I had a friend in Nova Scotia that told me of this brilliant Border Collie a friend of his owned. Supposedly it was the smartest dog he had ever seen and he wanted to take me out to see it. We drove to a farm way out in the boonies, where I was introduced to a sweet old (50 or so, he seemed old to me at the time) farmer, his loving wife, their two kids (boy and girl), and their Border Collie "Western". Western was a younger dam and looked like any other "farm dog" I knew. But she was special. As we sat out on the porch, the farmer whistled to Western who lay sleeping in the shade of the barn in the back. Upon hearing the whistle, the dog jerked upright and then bolted across the pasture stretched out in front of us and eventually disappeared over the horizon. I wrinkled my brow at the sight but held my tongue. The farmer and his wife sat with us on the porch and we continued our idle chatter.

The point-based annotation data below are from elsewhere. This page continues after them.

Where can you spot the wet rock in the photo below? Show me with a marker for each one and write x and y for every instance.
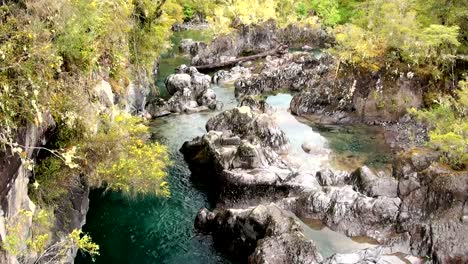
(367, 182)
(253, 39)
(433, 205)
(263, 234)
(233, 74)
(256, 105)
(178, 82)
(135, 98)
(191, 93)
(103, 91)
(381, 255)
(244, 122)
(191, 47)
(291, 71)
(327, 177)
(357, 95)
(347, 211)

One half hour later, the dog reappeared over the horizon, with a flock of approximately 70 sheep cantering in a tight group out in front of her. Before they reached the pen, the dog sprinted past them around one flank, reached the gate, jumped up, and with her front paws unlocked the damn thing. She then proceeded to swing it open. Meanwhile the sheep had stopped to graze since the dog was no longer in pursuit. She returned to their rear flank and herded them all into the pen within about thirty seconds, all except one who decided it would sprint back to the field from which it came. The dog made several skillful maneuvers and sent the sheep back to the pen with the others. When all were in, the dog swung the gate closed, leaned against it until it latched, and then returned to its place by the side of the barn. All without a command from the farmer (except the initial whistle) and any assistance whatsoever.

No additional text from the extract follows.